En este sentido, y solamente en ese, acierta László Nemes en El hijo de Saúl, la última incursión en representar el horror del Holocausto en el cine. El tema del film es antipático e incómodo: un miembro de un Sonderkommando cree reconocer a su hijo en un jovencito que sobrevive a la cámara de gas. Un oficial nazi descubrirá el cuerpo con vida y se encargará de terminar con el procedimiento asesino. De ahí en más, el film se centra en las peripecias de Saúl por darle una sepultura religiosa a ese joven, el hijo de Saúl. Es así que en pleno octubre de 1944, cuando en Auschwitz corrían rumores que hasta esos judíos con “privilegios” iban a ser aniquilados, el film va desplazando su interés desde ese destino colectivo hacia la obsesión ritual del protagonista por enterrar a su hijo.

A Nemes, además de narrar, le interesa, quizás más, intensificar y comunicar la percepción distorsionada de su protagonista apelando a un dispositivo visual en el que el campo visual se enrarece sistemáticamente; los prisioneros y las víctimas apenas se divisan. La anulación de la profundidad de campo olvida a los habitantes del campo, y el desenfoque permanente tanto sobre los cadáveres como también sobre los futuros muertos implica inevitablemente un refuerzo sonoro. La no visibilidad reclama una cierta composición sonora, y es ese el mayor poder del film de Nemes, cuyo problema no pasa por la invisibilización de los detenidos sino por el corrimiento parcial en el eje narrativo del destino de esa mayoría. La tensión narrativa se centrará en demasía en el éxito de un delirio funerario, al que se le adjudicará incluso un plus teológico y un matiz escatológico. He aquí un problema ético, un punto de vista delicado.

Por eso el film tiene un poder absoluto en el comienzo, antes de que el hijo tome su peculiar protagonismo, segmento narrativo en el que todavía los judíos a punto de ser asesinados en grupo en la cámara de gas están en el centro del relato. Las escenas iniciales son al respecto contundentes, porque el heterodoxo fuera de campo impuesto por el desenfoque programático en el registro conlleva una amplificación maximalista del campo sonoro en su conjunto.

Es por el sonido, necesariamente, que Nemes transmite lo imposible de ser narrado. Solamente de ese modo se puede contar la instancia previa a que se suelte el gas sobre los cientos de cuerpos amontonados en las cámaras. Los golpes de las víctimas sobre las paredes de la cámara y los gritos desesperados ante la asfixia sintetizan el horror como pocas veces se “vio” en el cine. Es el sonido el que materializa la abyección y la física de una crueldad infinita. La paradoja inquietante es que aquí el sonido no es un ruido sino un cuerpo sonoro colectivo que representa a la humanidad como un todo. El alarido desesperado no es ciertamente lenguaje, pero la universalidad de esos gritos son el corazón del lenguaje de los hombres. Sin embargo, esa sonoridad apabulla el lenguaje. Sabemos qué sucede, hay palabras para significar lo que acontece y aún así el discurso, todo discurso, se confronta con su ineficacia y su imposibilidad.

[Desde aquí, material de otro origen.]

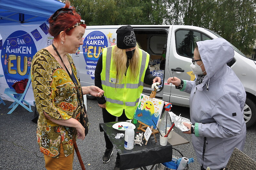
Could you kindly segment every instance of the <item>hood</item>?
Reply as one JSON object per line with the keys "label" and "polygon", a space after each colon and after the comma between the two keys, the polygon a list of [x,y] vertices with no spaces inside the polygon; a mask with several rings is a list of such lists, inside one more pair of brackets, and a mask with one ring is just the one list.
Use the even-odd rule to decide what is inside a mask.
{"label": "hood", "polygon": [[228,41],[220,38],[196,42],[202,61],[207,73],[202,83],[196,87],[203,90],[205,83],[210,84],[224,75],[228,67],[227,63],[233,59],[234,50]]}

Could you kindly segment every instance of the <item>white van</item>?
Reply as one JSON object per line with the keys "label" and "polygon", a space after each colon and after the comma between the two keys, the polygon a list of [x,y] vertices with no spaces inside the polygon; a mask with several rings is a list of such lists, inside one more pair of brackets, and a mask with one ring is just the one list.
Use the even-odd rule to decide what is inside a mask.
{"label": "white van", "polygon": [[[94,73],[102,49],[116,44],[116,30],[122,26],[88,26],[83,37],[84,44],[73,58],[82,86],[94,84]],[[196,42],[220,37],[208,29],[184,25],[132,25],[137,41],[152,60],[149,68],[162,82],[156,96],[173,104],[189,107],[189,94],[168,85],[167,81],[175,76],[194,80],[189,67]],[[247,96],[244,118],[247,127],[256,122],[256,63],[247,58],[235,47],[233,60],[227,63],[236,73],[244,87]],[[143,92],[149,94],[152,89],[145,84]],[[87,96],[87,98],[94,97]]]}

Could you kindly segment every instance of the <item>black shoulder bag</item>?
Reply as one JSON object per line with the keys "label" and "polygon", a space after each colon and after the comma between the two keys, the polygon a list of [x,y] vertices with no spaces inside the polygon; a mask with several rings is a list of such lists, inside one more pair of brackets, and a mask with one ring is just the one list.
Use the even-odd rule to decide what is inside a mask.
{"label": "black shoulder bag", "polygon": [[[68,72],[68,75],[70,77],[70,79],[71,80],[72,80],[72,81],[73,82],[73,83],[75,84],[75,85],[76,86],[76,89],[77,90],[77,97],[78,98],[78,100],[79,100],[79,102],[80,104],[80,106],[81,106],[81,111],[80,113],[80,118],[79,119],[79,122],[82,124],[83,126],[85,129],[85,136],[88,133],[88,131],[89,129],[89,120],[88,119],[88,116],[87,115],[86,109],[85,109],[85,107],[84,105],[84,98],[83,97],[81,97],[83,100],[83,103],[81,102],[81,99],[80,98],[80,94],[79,93],[79,87],[78,86],[78,85],[76,85],[76,84],[75,83],[74,81],[73,80],[73,79],[72,78],[72,76],[70,75],[70,73],[69,73],[69,72],[68,71],[68,70],[66,66],[65,66],[65,65],[64,64],[64,63],[63,62],[63,61],[62,60],[62,58],[60,57],[60,54],[59,54],[59,52],[57,50],[57,49],[56,48],[54,45],[53,45],[53,44],[52,44],[52,47],[53,47],[53,49],[55,51],[56,51],[56,52],[57,53],[57,54],[59,56],[59,57],[60,57],[60,60],[61,60],[61,62],[62,62],[62,63],[63,63],[63,65],[65,66],[65,68],[67,70],[67,72]],[[71,64],[70,64],[70,66]],[[72,70],[72,71],[73,73],[74,73],[74,70],[73,70],[73,68],[72,68],[72,67],[71,67],[71,69]]]}

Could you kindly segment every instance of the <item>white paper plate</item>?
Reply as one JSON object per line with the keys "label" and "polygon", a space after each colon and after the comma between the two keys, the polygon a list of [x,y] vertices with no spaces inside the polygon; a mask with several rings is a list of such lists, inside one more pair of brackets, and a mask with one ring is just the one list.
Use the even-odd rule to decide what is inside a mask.
{"label": "white paper plate", "polygon": [[[113,125],[112,128],[120,131],[125,131],[125,129],[128,128],[128,125],[130,123],[128,122],[120,122],[116,123]],[[132,123],[132,126],[133,129],[136,128],[135,125]]]}

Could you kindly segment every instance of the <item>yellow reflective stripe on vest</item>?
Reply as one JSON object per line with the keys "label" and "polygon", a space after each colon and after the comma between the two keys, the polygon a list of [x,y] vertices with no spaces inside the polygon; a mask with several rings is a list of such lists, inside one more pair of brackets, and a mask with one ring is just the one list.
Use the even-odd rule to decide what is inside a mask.
{"label": "yellow reflective stripe on vest", "polygon": [[[119,104],[124,104],[124,102],[123,101],[120,101],[120,100],[114,100],[110,98],[107,98],[106,96],[105,97],[105,99],[107,102],[108,102],[112,103],[116,103]],[[134,102],[126,102],[125,103],[125,105],[127,106],[135,106],[136,105],[136,104],[139,102],[139,98],[137,98],[136,101]]]}

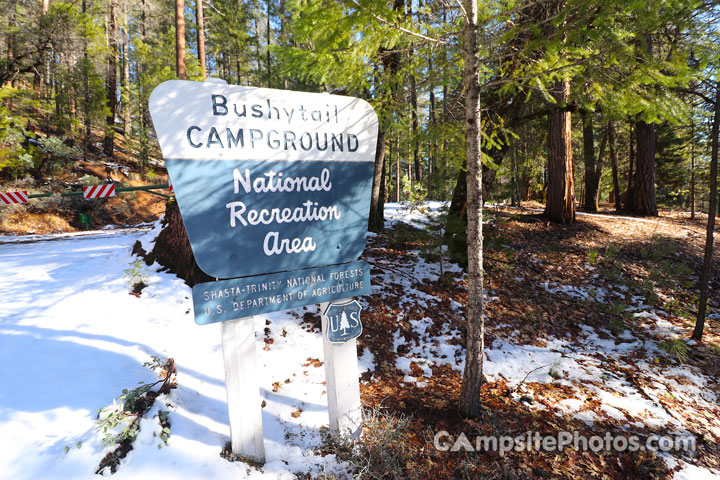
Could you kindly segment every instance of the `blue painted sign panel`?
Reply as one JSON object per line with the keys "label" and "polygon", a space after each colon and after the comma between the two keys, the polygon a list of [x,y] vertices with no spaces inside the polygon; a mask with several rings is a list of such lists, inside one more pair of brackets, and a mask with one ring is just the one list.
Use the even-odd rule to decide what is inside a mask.
{"label": "blue painted sign panel", "polygon": [[195,323],[206,325],[368,295],[370,266],[367,262],[359,261],[220,280],[197,284],[192,292]]}
{"label": "blue painted sign panel", "polygon": [[357,338],[362,333],[360,311],[362,307],[357,300],[346,303],[331,303],[325,310],[327,318],[327,336],[333,343],[345,343]]}
{"label": "blue painted sign panel", "polygon": [[[351,262],[365,248],[372,164],[166,163],[193,253],[211,276]],[[285,179],[288,189],[266,192],[276,179]],[[296,182],[309,187],[290,188]]]}
{"label": "blue painted sign panel", "polygon": [[150,111],[198,266],[245,277],[357,260],[377,116],[360,99],[172,80]]}

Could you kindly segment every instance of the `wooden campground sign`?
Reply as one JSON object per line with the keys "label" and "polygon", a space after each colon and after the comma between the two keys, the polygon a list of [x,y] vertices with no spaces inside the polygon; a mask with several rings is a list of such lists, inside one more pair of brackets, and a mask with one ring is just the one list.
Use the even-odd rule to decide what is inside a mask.
{"label": "wooden campground sign", "polygon": [[171,80],[150,111],[188,238],[211,277],[357,260],[377,116],[358,98]]}
{"label": "wooden campground sign", "polygon": [[264,462],[259,393],[249,394],[259,391],[252,315],[309,304],[323,312],[331,430],[357,434],[362,326],[352,297],[370,293],[358,258],[377,144],[372,107],[170,80],[153,91],[150,113],[195,259],[218,279],[193,287],[193,304],[198,324],[223,322],[233,452]]}

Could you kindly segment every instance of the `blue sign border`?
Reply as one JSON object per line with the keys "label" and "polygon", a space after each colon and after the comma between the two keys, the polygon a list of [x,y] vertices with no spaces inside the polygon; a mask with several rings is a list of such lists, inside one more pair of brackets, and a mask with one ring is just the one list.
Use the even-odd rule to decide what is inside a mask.
{"label": "blue sign border", "polygon": [[210,323],[370,294],[365,261],[199,283],[192,289],[195,323]]}

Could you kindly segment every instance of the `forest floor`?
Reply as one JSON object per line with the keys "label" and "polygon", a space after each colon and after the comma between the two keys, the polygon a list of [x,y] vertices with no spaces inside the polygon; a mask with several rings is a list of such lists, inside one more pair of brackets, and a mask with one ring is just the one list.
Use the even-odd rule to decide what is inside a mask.
{"label": "forest floor", "polygon": [[[174,358],[176,388],[141,418],[116,478],[347,478],[353,468],[367,478],[720,478],[717,270],[704,340],[687,340],[702,220],[599,214],[558,226],[528,208],[486,209],[487,382],[483,414],[466,420],[456,402],[467,289],[460,268],[440,262],[439,207],[388,204],[385,232],[368,235],[359,448],[327,440],[317,307],[255,317],[263,467],[221,456],[219,325],[195,325],[190,289],[157,265],[131,292],[132,245],[149,249],[157,227],[0,237],[0,438],[13,439],[0,449],[0,478],[93,477],[115,448],[97,412],[154,381],[143,367],[153,355]],[[520,448],[535,432],[578,445]],[[478,435],[512,437],[515,448],[475,448]],[[606,435],[610,445],[593,440]],[[623,448],[633,436],[670,448]],[[673,443],[686,438],[695,448]]]}
{"label": "forest floor", "polygon": [[[427,250],[423,244],[432,241],[419,240],[428,237],[405,223],[391,220],[387,234],[370,241],[380,294],[366,298],[360,343],[377,367],[366,374],[362,392],[366,405],[409,418],[405,474],[718,478],[717,274],[704,341],[687,341],[697,308],[702,221],[678,212],[658,219],[580,214],[576,224],[558,226],[534,209],[486,214],[487,384],[484,413],[475,420],[463,420],[455,408],[464,368],[464,281],[455,272],[440,277],[439,250]],[[697,448],[593,452],[581,442],[562,452],[441,452],[432,443],[441,431],[448,432],[439,437],[446,446],[461,434],[475,446],[478,435],[578,432],[635,435],[642,445],[653,435],[691,435]]]}
{"label": "forest floor", "polygon": [[[113,198],[85,200],[82,196],[61,197],[60,193],[80,191],[83,186],[112,180],[116,187],[138,187],[167,183],[164,162],[151,158],[141,168],[124,135],[115,136],[112,158],[102,153],[102,132],[95,131],[87,161],[45,158],[29,174],[0,179],[0,193],[27,191],[55,193],[53,197],[32,198],[26,205],[0,205],[0,235],[51,234],[85,230],[80,214],[90,215],[89,229],[154,222],[165,211],[165,199],[145,191],[120,193]],[[37,142],[43,135],[36,132]],[[157,153],[157,152],[155,152]],[[52,165],[52,166],[50,166]],[[168,194],[167,190],[159,193]]]}

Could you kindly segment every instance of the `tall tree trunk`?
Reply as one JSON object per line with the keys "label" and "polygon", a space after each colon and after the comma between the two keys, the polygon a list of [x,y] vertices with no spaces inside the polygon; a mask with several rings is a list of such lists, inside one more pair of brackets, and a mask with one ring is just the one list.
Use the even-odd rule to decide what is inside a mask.
{"label": "tall tree trunk", "polygon": [[695,330],[692,338],[701,341],[705,329],[705,313],[707,311],[708,282],[712,270],[712,249],[715,235],[715,215],[717,214],[717,162],[718,162],[718,134],[720,133],[720,76],[715,83],[715,109],[713,113],[712,126],[712,147],[710,151],[710,208],[708,209],[708,226],[705,235],[705,256],[703,267],[700,273],[700,300],[698,304],[698,316],[695,321]]}
{"label": "tall tree trunk", "polygon": [[637,159],[630,210],[644,216],[657,216],[655,201],[655,125],[635,123]]}
{"label": "tall tree trunk", "polygon": [[597,212],[598,190],[600,178],[597,176],[595,164],[595,134],[593,131],[592,114],[580,111],[583,122],[583,156],[585,159],[585,199],[584,208],[588,212]]}
{"label": "tall tree trunk", "polygon": [[[430,54],[430,57],[428,58],[428,70],[433,71],[433,62],[432,62],[432,53]],[[427,170],[427,185],[428,185],[428,198],[432,198],[431,196],[431,189],[432,189],[432,176],[433,171],[435,169],[435,157],[437,156],[437,140],[436,140],[436,132],[435,132],[435,126],[437,125],[437,119],[436,119],[436,105],[435,105],[435,84],[431,81],[430,82],[430,131],[432,132],[432,141],[430,142],[430,155],[428,156],[428,170]]]}
{"label": "tall tree trunk", "polygon": [[467,161],[467,245],[468,295],[465,370],[458,408],[464,417],[480,415],[480,388],[485,383],[483,355],[485,350],[485,320],[483,299],[483,243],[482,243],[482,159],[480,157],[480,85],[478,55],[477,0],[465,4],[465,156]]}
{"label": "tall tree trunk", "polygon": [[[413,49],[410,49],[410,56],[413,56]],[[415,181],[420,183],[422,171],[420,169],[420,142],[418,139],[418,111],[417,111],[417,81],[415,72],[410,72],[410,108],[412,114],[412,146],[413,146],[413,170]]]}
{"label": "tall tree trunk", "polygon": [[265,52],[265,63],[267,63],[267,72],[268,72],[268,81],[267,86],[272,86],[272,70],[270,65],[270,35],[272,33],[272,30],[270,29],[270,0],[266,0],[267,2],[267,18],[265,19],[265,36],[267,37],[267,51]]}
{"label": "tall tree trunk", "polygon": [[[82,13],[87,13],[86,0],[82,0]],[[90,124],[90,60],[88,59],[88,39],[83,35],[83,123],[85,135],[83,136],[83,160],[87,161],[88,146],[91,140]]]}
{"label": "tall tree trunk", "polygon": [[575,222],[575,178],[573,176],[572,122],[565,110],[570,81],[556,82],[552,95],[558,110],[548,114],[548,186],[545,215],[562,224]]}
{"label": "tall tree trunk", "polygon": [[615,202],[615,211],[619,212],[620,207],[620,182],[618,181],[617,172],[617,151],[615,150],[615,127],[612,121],[608,122],[608,143],[610,144],[610,166],[613,173],[613,200]]}
{"label": "tall tree trunk", "polygon": [[510,193],[510,205],[517,207],[520,205],[520,190],[518,188],[517,163],[515,153],[517,148],[515,142],[510,145],[510,175],[512,182],[512,192]]}
{"label": "tall tree trunk", "polygon": [[372,195],[370,197],[370,221],[368,223],[368,230],[371,232],[381,232],[385,226],[383,212],[385,206],[380,200],[383,164],[385,163],[385,129],[386,127],[384,125],[380,125],[378,129],[377,148],[375,149],[375,169],[373,171]]}
{"label": "tall tree trunk", "polygon": [[175,74],[187,80],[185,70],[185,0],[175,0]]}
{"label": "tall tree trunk", "polygon": [[203,0],[195,0],[195,20],[197,22],[198,60],[200,60],[200,74],[207,77],[207,57],[205,55],[205,14]]}
{"label": "tall tree trunk", "polygon": [[110,15],[108,17],[108,65],[105,76],[107,90],[107,107],[105,117],[105,139],[103,140],[103,153],[112,157],[115,148],[115,112],[117,110],[117,0],[110,1]]}
{"label": "tall tree trunk", "polygon": [[690,219],[695,220],[695,110],[690,125]]}
{"label": "tall tree trunk", "polygon": [[400,133],[397,133],[395,145],[397,146],[397,152],[395,153],[395,201],[400,203],[400,176],[402,175],[402,168],[400,168]]}
{"label": "tall tree trunk", "polygon": [[632,196],[635,191],[635,170],[633,165],[635,164],[635,129],[633,123],[630,123],[628,135],[630,136],[630,153],[628,155],[628,184],[627,190],[625,190],[625,209],[630,210],[632,204]]}
{"label": "tall tree trunk", "polygon": [[[6,36],[5,47],[7,49],[7,62],[12,65],[15,60],[15,16],[17,11],[17,0],[11,0],[8,5],[8,34]],[[14,75],[9,75],[5,86],[12,86]]]}
{"label": "tall tree trunk", "polygon": [[123,28],[123,81],[121,99],[122,99],[122,115],[123,130],[125,131],[125,139],[130,138],[130,129],[132,128],[132,112],[130,110],[130,15],[125,12],[125,26]]}

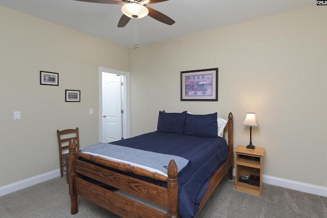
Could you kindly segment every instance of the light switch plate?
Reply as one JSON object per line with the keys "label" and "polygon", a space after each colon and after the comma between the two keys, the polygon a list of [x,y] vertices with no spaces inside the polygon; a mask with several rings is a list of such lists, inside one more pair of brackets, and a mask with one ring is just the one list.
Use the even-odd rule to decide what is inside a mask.
{"label": "light switch plate", "polygon": [[14,111],[14,120],[20,120],[20,112]]}

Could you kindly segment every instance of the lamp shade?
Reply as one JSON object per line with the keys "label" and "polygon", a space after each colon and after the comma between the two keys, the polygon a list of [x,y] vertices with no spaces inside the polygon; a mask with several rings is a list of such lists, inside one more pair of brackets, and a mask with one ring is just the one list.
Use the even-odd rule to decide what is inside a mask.
{"label": "lamp shade", "polygon": [[134,19],[144,17],[149,13],[149,10],[146,7],[135,3],[124,5],[121,10],[124,14]]}
{"label": "lamp shade", "polygon": [[247,113],[244,122],[242,124],[244,126],[259,126],[255,113]]}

Lo inhumano pervierte el lenguaje y también el recogimiento en el silencio que solemos dedicar a nuestros muertos. En el sonido infernal de esas escenas de El hijo de Saúl se escuchan las estrofas de lo ominoso en todo su esplendor: es el terror en estado puro, que Alemania hizo posible en Europa unas pocas décadas atrás.

Este texto fue comisionado por la revista Quid y publicado en el mes de junio de 2016.